Segal, a law professor at Tel Aviv University, has been one of Israel's most prominent jurists for several decades, someone who influenced both the public and the legal debate in his fields of expertise, which included constitutional and administrative law, ethics, media law and freedom of expression.
He is survived by his wife Lily and a son, Hadar.
Born on January 13, 1947, Segal served as a military correspondent for the Israel Defense Forces' Bamahane Gadna newspaper from 1965-1968.
He completed his undergraduate and master's degrees in the faculty of law at Tel Aviv University and went on to work as an aide to Shimon Peres during the president's tenure as Minister of Communications and Transportation.
Segal received a PhD in law from Tel Aviv University in 1982 and stayed with the institution for the whole of his academic career, as researcher and associate professor in the fields of law and public policy. He also took on chairmanship of the Executive Master in Public Policy Program.
In 2001, Segal helped draft the Kinneret Convention, a treaty signed by prominent Israeli members of the academia, the rabbinate, the art world, the media, the defense establishment, industry and administration.
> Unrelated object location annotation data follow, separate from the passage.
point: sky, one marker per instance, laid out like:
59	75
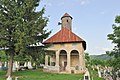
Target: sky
92	20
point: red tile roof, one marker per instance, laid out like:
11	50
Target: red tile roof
64	35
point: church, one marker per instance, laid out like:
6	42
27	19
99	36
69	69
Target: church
66	51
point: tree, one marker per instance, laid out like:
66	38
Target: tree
115	38
20	26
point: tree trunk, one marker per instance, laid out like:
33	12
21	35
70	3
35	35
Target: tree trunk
10	65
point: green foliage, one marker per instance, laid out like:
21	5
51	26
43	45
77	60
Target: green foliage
115	38
21	26
3	56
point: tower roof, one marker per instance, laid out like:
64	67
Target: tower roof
65	36
66	15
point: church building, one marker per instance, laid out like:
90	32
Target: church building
66	51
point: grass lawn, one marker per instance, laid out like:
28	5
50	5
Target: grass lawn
39	75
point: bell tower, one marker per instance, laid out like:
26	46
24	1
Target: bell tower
66	21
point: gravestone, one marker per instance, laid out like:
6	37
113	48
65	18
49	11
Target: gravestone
87	75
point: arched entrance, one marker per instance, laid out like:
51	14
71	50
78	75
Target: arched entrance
63	60
74	57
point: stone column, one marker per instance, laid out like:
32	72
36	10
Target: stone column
46	60
57	61
68	63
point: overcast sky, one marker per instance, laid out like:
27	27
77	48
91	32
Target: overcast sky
92	20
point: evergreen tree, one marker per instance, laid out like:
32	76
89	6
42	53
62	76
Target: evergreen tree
20	26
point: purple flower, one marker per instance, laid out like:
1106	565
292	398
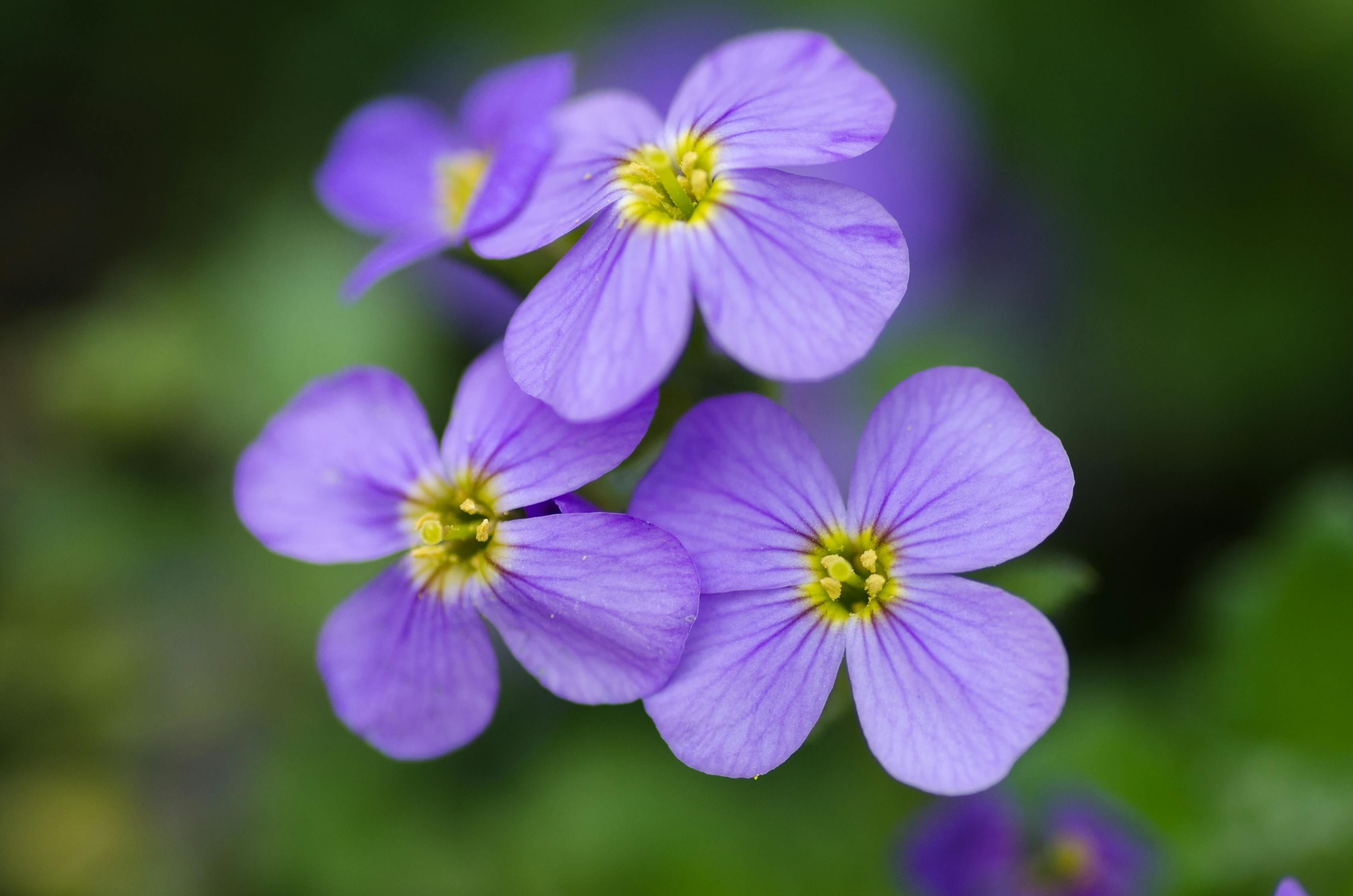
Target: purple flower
596	605
399	170
795	275
953	679
976	846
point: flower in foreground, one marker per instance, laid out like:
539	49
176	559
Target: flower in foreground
402	171
953	679
795	275
596	605
976	846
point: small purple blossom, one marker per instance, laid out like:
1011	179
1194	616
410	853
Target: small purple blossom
953	679
402	171
795	275
976	846
596	605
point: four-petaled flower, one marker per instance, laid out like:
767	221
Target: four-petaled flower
976	846
596	605
402	171
795	275
953	679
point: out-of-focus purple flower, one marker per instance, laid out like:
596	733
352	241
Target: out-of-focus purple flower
976	846
953	679
795	275
596	605
402	171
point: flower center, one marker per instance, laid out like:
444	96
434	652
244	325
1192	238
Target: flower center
850	574
455	528
458	179
670	186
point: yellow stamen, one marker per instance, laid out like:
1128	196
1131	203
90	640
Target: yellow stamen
869	560
429	528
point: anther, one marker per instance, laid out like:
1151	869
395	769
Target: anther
429	528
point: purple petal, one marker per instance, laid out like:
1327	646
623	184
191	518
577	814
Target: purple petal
743	488
516	95
477	302
783	98
596	605
394	254
523	448
754	679
965	848
593	135
508	113
607	324
412	675
954	681
796	275
327	478
958	473
381	174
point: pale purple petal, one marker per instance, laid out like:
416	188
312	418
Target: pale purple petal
796	277
596	605
381	171
397	252
743	488
593	136
521	448
607	324
957	473
754	679
1290	887
413	675
508	113
954	681
325	479
781	98
516	95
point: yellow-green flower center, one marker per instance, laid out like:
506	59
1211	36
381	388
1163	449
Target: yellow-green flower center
458	182
454	527
852	576
668	186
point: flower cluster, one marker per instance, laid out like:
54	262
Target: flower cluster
740	580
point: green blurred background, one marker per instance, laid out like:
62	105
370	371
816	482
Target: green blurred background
1173	297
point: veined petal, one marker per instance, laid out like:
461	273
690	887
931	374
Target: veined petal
399	251
413	676
524	451
958	473
325	479
754	680
746	491
508	114
515	95
954	681
593	136
781	98
381	171
596	605
796	275
607	324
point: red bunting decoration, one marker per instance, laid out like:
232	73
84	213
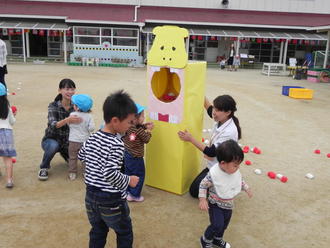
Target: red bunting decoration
69	32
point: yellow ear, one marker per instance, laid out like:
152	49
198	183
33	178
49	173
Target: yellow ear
184	32
156	30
The main purpose of that convention was to find a common ground to end the societal rift that had erupted after the assassination of Prime Minister Yitzhak Rabin.
Segal took on co-leadership of the Forum of Law and Society alongside Professor Hadara Ben Mor, a body established in 1999. He also served an observer on The Israeli Press Council and chairperson of the Israel Diaspora Forum at the World Zionist Organization.
Segal is the author of many academic articles and five books on law, including The Right to Know in the Light of the Freedom of Information Act, and Freedom of the Press: Between Myth and Reality.